Impact Factor 3.517 | CiteScore 3.60
More on impact ›

Methods ARTICLE Provisionally accepted The full-text will be published soon. Notify me

Front. Genet. | doi: 10.3389/fgene.2019.01046

Complement genome annotation lift over using a weighted sequence alignment strategy

 Baoxing Song1, 2, 3, Qing Sang2, Huimin Pei1, Xiangchao Gan2* and Fen Wang1*
  • 1Qiannan Normal College For Nationalities, China
  • 2Max Planck Institute for Plant Breeding Research, Germany
  • 3Cornell University, United States

With the broad application of high throughput sequencing, more whole-genome resequencing data and de novo assemblies of natural populations are becoming available. For a particular species, in general, only the reference genome is well established and annotated.
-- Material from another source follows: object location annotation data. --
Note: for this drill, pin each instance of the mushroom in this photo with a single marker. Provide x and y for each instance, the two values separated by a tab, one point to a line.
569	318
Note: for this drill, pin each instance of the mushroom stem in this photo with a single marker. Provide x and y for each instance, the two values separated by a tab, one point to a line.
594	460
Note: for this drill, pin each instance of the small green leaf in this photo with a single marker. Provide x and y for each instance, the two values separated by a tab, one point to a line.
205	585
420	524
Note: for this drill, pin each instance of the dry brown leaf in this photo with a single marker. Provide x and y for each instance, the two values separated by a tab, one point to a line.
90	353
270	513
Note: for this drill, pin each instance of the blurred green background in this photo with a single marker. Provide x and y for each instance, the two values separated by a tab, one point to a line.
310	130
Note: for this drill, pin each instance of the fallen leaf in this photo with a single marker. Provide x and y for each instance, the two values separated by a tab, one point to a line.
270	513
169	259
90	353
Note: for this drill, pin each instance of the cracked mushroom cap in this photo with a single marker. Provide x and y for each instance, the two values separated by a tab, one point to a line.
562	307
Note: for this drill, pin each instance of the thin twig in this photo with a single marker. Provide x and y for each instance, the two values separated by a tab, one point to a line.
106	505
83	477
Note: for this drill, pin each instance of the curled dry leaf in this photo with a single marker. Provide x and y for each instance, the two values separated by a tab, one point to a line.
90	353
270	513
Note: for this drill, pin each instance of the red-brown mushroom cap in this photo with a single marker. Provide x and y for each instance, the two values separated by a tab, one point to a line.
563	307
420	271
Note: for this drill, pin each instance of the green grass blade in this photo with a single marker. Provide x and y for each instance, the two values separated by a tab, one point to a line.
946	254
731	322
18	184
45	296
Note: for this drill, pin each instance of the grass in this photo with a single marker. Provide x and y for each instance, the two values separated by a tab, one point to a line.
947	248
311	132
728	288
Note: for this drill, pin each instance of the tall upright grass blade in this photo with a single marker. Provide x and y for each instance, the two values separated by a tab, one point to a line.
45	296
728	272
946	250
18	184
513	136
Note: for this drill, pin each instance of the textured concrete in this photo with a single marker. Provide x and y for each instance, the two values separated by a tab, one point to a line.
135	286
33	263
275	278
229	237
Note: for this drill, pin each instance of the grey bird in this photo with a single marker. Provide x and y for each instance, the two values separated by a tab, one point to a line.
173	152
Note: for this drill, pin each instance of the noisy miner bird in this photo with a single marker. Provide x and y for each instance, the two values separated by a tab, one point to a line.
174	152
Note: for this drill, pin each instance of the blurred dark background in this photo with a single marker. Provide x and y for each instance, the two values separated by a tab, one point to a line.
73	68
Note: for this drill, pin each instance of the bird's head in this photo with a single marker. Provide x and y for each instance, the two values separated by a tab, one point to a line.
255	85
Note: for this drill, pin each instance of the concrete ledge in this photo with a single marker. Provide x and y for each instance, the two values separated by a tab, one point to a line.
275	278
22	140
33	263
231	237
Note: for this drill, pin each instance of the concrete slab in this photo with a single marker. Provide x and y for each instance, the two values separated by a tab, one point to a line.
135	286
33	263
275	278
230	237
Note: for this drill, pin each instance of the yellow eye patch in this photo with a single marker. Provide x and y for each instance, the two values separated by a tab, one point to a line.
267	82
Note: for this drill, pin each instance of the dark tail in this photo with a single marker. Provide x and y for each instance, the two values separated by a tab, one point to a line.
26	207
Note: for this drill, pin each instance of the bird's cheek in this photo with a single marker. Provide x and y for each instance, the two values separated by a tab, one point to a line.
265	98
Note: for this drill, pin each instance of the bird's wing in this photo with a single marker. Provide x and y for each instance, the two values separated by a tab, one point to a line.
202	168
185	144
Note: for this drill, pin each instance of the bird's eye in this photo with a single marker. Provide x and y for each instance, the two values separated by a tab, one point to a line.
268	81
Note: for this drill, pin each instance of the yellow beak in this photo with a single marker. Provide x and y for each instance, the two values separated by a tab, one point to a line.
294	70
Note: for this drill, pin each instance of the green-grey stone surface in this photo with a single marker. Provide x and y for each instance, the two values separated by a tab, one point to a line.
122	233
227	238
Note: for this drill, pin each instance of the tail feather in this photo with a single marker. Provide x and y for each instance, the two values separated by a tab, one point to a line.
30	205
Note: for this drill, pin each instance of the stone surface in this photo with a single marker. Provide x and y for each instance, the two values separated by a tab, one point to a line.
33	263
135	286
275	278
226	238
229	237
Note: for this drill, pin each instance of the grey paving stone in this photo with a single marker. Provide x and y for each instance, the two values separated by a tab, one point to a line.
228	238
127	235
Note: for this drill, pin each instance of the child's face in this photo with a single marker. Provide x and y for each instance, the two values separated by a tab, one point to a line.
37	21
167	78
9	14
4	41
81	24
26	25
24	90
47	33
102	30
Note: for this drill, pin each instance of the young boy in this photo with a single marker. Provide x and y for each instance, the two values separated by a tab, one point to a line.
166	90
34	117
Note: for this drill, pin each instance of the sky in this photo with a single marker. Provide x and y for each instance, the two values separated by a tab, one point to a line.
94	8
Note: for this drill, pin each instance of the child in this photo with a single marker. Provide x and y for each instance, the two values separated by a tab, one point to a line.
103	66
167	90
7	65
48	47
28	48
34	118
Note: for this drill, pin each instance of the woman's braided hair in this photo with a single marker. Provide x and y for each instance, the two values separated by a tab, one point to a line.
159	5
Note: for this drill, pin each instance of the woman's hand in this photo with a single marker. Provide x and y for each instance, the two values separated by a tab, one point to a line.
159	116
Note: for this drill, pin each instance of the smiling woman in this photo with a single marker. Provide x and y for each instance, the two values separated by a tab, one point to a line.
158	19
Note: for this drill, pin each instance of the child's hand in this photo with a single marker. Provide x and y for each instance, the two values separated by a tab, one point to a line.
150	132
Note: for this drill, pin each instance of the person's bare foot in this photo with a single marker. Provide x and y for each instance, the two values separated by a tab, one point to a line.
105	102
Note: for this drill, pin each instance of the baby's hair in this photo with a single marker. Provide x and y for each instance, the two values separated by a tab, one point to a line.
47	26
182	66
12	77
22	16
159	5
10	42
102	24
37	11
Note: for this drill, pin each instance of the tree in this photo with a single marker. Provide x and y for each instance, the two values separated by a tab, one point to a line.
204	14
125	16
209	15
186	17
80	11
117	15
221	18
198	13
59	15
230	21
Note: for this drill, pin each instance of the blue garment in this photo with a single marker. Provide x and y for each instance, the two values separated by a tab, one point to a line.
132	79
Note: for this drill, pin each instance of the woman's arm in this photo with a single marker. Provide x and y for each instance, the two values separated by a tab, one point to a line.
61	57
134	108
Computational tools based on sequence alignment have been developed to investigate the gene models of individuals belonging to the same or closely related species. During this process, inconsistent alignment often obscures genome annotation lift over and leads to improper functional impact prediction for a genomic variant, especially in plant species. Here, we proposed the zebraic striped dynamic programming (ZSDP) algorithm which provides different weights to genetic features to refine genome annotation lift over. Testing of our ZSDP algorithm on both plant and animal genomic data showed complementation to standard sequence approach for highly diverse individuals. Using the lift over genome annotation as anchors, a base-pair resolution genome-wide sequence alignment and variant calling pipeline for de novo assembly has been implemented in the GEAN software. GEAN could be used to compare haplotype diversity, refine the genetic variant functional annotation, annotate de novo assembly genome sequence, detect homologous syntenic blocks, improve the quantification of gene expression levels using RNA-seq data, and unify genomic variants for population genetic analysis. We expect that GEAN will be a standard tool for the coming age of de novo assembly population genetics.

Keywords: gene expression level quantification, Weighted sequence alignment, Genome annotation, genetic variants uniformization,, genome wide multiple-sequence alignment

Received: 28 Jun 2019; Accepted: 30 Sep 2019.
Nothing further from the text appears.